Suppose while sitting in a parked car, you notice a Jogger approaching towards you in the rear view mirror having R=2m. If the Jogger is running at a speed of 5 m/s, how fast is the image of Jogger moving, when the Jogger is (i) 39 m (i) 29 m (iii) 19 m and (iv) 9 m away?

Here, R=2 m, `f =R/2 =2/2=1 m`
Using mirror formula, we have
`1/v+1/u=1/f implies 1/v=1/f-1/u`
`implies 1/v=(u-f)/(fu) implies v=(fu)/(u-f)` ...(i)

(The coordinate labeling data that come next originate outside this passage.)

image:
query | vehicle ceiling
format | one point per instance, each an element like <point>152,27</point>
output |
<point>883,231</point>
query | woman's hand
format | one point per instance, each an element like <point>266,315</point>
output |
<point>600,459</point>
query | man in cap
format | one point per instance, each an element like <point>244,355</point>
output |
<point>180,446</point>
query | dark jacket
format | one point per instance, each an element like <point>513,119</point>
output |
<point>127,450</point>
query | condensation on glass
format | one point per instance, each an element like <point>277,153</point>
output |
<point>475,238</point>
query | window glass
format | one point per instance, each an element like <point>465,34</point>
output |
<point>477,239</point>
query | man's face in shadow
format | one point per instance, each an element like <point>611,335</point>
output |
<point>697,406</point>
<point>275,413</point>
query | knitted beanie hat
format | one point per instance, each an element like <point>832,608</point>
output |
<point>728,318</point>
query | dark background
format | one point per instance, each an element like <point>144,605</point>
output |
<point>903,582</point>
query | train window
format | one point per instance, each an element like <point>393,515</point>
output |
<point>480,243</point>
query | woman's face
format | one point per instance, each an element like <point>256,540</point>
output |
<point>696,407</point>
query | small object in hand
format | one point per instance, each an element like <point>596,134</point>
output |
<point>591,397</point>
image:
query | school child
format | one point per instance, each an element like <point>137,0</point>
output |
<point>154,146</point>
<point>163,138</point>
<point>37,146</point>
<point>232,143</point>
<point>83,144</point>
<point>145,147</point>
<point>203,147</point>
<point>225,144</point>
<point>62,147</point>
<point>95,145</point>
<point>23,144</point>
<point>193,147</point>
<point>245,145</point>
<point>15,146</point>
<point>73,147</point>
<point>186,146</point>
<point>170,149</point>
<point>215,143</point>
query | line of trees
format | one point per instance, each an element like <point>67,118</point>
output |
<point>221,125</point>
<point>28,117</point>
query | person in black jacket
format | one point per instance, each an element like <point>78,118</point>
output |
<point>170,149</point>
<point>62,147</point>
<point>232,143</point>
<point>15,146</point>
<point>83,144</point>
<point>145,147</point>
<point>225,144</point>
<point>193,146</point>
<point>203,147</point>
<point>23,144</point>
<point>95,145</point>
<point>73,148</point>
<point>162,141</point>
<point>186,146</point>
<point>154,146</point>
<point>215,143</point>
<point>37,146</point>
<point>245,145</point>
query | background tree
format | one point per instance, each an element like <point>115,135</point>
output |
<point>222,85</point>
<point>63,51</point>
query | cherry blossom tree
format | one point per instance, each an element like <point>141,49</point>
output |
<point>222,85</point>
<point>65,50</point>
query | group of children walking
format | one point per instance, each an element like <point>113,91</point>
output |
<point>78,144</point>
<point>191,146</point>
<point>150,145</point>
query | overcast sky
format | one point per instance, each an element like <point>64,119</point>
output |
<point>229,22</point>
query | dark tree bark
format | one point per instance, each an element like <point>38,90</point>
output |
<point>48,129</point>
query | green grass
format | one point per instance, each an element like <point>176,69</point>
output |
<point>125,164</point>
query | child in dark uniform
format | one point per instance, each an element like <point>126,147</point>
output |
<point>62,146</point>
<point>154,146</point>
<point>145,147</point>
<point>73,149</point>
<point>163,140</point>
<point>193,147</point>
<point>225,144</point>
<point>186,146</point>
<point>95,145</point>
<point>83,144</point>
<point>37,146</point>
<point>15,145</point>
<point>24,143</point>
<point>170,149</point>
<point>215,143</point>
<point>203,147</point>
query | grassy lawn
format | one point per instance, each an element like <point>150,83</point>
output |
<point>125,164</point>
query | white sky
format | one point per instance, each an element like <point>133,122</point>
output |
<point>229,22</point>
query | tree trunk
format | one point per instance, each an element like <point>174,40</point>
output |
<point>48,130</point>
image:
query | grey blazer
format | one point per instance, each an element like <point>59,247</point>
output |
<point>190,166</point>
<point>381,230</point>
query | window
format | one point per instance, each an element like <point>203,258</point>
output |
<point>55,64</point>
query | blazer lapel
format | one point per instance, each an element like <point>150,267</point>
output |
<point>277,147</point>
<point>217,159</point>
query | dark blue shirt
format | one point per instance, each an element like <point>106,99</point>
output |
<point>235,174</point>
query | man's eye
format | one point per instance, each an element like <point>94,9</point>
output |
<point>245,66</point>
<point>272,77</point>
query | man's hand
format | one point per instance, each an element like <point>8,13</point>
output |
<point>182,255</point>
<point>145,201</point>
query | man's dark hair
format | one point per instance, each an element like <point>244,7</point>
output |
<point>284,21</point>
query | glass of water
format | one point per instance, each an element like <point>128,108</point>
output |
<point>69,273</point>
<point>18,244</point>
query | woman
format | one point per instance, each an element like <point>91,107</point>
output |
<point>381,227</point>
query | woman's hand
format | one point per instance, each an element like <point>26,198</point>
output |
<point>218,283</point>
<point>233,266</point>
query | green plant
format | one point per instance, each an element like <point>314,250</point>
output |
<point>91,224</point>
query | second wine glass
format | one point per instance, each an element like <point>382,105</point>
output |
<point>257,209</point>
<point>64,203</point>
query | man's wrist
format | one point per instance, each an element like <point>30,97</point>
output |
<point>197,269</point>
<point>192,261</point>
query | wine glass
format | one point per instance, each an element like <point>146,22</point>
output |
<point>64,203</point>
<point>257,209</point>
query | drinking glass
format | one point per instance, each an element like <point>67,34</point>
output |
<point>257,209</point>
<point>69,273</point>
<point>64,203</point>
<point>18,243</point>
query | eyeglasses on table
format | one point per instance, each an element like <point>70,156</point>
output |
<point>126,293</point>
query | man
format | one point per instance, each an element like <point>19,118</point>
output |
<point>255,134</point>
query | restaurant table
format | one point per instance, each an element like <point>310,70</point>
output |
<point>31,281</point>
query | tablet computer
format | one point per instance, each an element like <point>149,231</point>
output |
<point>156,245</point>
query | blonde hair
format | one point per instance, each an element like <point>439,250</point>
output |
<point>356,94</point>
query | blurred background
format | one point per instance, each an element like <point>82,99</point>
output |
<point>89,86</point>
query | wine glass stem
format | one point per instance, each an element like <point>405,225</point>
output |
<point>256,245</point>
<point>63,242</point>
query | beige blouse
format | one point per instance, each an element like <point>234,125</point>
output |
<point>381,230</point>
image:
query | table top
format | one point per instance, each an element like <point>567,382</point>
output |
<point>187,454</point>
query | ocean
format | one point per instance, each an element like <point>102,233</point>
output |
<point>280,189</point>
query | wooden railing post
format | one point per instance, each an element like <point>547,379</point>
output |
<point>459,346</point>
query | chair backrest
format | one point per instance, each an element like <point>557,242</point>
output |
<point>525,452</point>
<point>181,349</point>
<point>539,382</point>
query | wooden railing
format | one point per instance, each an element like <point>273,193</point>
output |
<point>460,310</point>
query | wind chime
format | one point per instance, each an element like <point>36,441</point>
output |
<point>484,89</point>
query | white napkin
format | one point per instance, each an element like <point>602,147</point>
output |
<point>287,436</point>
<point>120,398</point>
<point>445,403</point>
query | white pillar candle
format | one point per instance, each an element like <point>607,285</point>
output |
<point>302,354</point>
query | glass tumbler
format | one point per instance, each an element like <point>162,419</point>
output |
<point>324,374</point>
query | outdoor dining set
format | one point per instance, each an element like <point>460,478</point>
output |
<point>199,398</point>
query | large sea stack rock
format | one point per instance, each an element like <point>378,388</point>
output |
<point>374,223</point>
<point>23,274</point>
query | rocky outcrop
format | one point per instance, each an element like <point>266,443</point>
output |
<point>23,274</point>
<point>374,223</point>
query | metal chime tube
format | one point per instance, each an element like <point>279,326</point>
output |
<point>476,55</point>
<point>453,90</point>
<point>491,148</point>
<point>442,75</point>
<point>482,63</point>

When Jogger is 39 m away, then u= -39 m
Using Eq. (i), we get
`v=(fu)/(u-f)=(1(-39))/(-39-1)` or `v=(39)/(40)m`
As, the Jogger is running at a constant speed of 5 `m//s`, after 1 s, the position of the image (v) for
u= -39 + 5
`implies` u= -34 m
Again using Eq. (i), we get
`implies v=(1(-34))/(-34-1) implies v=(34)/(35)m`
Difference in apparent position of Jogger in 1s
`=(39)/(40)-(34)/(35)=(1365-1360)/(1400)=(1)/(280)m`
Average speed of Jogger.s image = `(1)/(280) m//s`
Similarly, for u = -29 m, -19 m and -9 m, average speed of Jogger image is `(1)/(150)m//s, (1)/(60)m//s, (1)/(10)m//s` respectively.
The speed increases as the Jogger approaches the car. This can be experienced by the person in the car.